HIV-1 has a less virulent cousin HIV-2, rare outside of Africa, which doesn’t always lead to AIDS. The new vaccine however has been proven effective in blocking both as well as SIV (simian immunodeficiency virus), a monkey-borne illness that is the closest link between species for the virus. The vaccine was even tried against higher concentrations of the viruses than occur in human or primate hosts, and has been shown to be effective for at least eight months following an injection.

“Our compound is the broadest and most potent entry inhibitor described so far,” said Michael Farzan, a professor at Scripps Research and one of the effort’s leaders. “Unlike antibodies, which fail to neutralize a large fraction of HIV-1 strains, our protein has been effective against all strains tested, raising the possibility it could offer an effective HIV vaccine alternative.”

Rather than provoke the body into developing antibodies, the new vaccine stimulates the muscle into developing a new type of protein which blocks viruses from entering cells. They act like antibodies, only with heads and tails that act as spikes against the viral receptors.

When HIV enters the body, it specifically targets the CD4 lymphocyte, a type of T cell which is pivotal for the body’s immune system. After successfully attaching to the cell, each virus then shares its own genetic material — a ribbon of single-stranded RNA which interacts with the cell’s DNA and turns it into an assembly plant for HIV.

The new study is actually the latest in a long line of discoveries made by Farzan’s laboratory, one of which revealed the presence of a co-receptor on human cells known as CCR5, which contains a specific weakness that allow it to act as a gateway for the virus. The placement of a protein over this gateway could potentially avert any infections from HIV.

In response, Farzan’s team created a protein which targets two sites on the virus’ surface, both at the same time, which prevents it from using the cell to replicate.

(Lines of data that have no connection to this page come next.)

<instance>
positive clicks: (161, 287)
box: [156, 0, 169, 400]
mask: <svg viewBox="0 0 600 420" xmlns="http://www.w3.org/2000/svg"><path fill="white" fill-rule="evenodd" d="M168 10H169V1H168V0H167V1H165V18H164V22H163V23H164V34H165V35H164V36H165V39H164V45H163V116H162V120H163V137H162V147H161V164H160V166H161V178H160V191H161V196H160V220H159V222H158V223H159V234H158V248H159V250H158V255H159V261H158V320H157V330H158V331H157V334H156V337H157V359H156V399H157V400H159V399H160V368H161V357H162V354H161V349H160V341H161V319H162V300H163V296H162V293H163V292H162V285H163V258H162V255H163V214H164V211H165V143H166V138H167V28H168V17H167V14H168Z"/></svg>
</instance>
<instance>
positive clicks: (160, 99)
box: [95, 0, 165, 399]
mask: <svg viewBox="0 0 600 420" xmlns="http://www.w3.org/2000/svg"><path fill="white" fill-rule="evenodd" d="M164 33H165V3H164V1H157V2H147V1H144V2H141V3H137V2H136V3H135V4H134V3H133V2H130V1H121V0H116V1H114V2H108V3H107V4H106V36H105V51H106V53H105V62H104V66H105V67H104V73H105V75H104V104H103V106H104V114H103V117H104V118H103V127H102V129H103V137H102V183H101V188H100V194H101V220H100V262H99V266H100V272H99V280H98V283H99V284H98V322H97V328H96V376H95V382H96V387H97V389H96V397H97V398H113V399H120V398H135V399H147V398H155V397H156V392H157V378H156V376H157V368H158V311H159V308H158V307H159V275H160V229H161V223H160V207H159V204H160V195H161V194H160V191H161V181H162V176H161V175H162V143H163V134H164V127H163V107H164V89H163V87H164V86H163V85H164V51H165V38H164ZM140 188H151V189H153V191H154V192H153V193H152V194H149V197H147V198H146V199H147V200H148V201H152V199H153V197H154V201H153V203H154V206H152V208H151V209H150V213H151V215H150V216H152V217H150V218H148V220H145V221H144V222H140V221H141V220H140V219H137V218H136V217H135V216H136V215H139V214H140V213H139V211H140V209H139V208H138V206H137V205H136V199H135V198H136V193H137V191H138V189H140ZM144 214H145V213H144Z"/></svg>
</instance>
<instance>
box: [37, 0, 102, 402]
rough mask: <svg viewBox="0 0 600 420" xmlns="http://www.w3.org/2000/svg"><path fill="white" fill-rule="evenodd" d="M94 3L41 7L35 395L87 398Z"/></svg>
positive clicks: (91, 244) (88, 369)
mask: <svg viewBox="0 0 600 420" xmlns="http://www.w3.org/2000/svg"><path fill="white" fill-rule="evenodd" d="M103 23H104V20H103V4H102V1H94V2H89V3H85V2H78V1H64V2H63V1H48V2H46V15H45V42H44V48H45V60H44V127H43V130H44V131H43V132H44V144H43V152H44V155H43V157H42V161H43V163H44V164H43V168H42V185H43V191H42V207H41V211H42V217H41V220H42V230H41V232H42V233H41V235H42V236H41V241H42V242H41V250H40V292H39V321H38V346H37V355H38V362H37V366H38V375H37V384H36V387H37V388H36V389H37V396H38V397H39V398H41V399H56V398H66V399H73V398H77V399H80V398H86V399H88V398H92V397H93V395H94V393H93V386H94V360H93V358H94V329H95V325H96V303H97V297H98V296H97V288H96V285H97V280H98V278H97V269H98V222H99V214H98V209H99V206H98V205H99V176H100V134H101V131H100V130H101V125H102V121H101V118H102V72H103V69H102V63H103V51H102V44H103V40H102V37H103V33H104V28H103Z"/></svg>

According to research associate Matthew Gardner, the study has also shed light on why human antibodies are generally useless against the virus and allow the infection to spread: “When antibodies try to mimic the receptor, they touch a lot of other parts of the viral envelope that HIV can change with ease. We’ve developed a direct mimic of the receptors without providing many avenues that the virus can use to escape, so we catch every virus thus far.”

In order to conduct the study, the team “built” a virus of their own, a very small adeno-associated virus that interacts with cells in a similar way to HIV, but harmless and causing no disease symptoms to the patients who were injected with it. Once the patients were injected with the trial vaccine, their cells quickly began to replicate the head and tail proteins, manufacturing enough of them to last for potentially decades, according to Farzan in a press release. The new candidate binds more effectively to the virus than most biological antibodies, and was equally effective at preventing SIV in the macaques who were also modeled in the study. Farzan’s work on the CCR5 gateway was largely ignored, but he hopes that this new vaccine will help others realize the importance of stopping infections at the gate.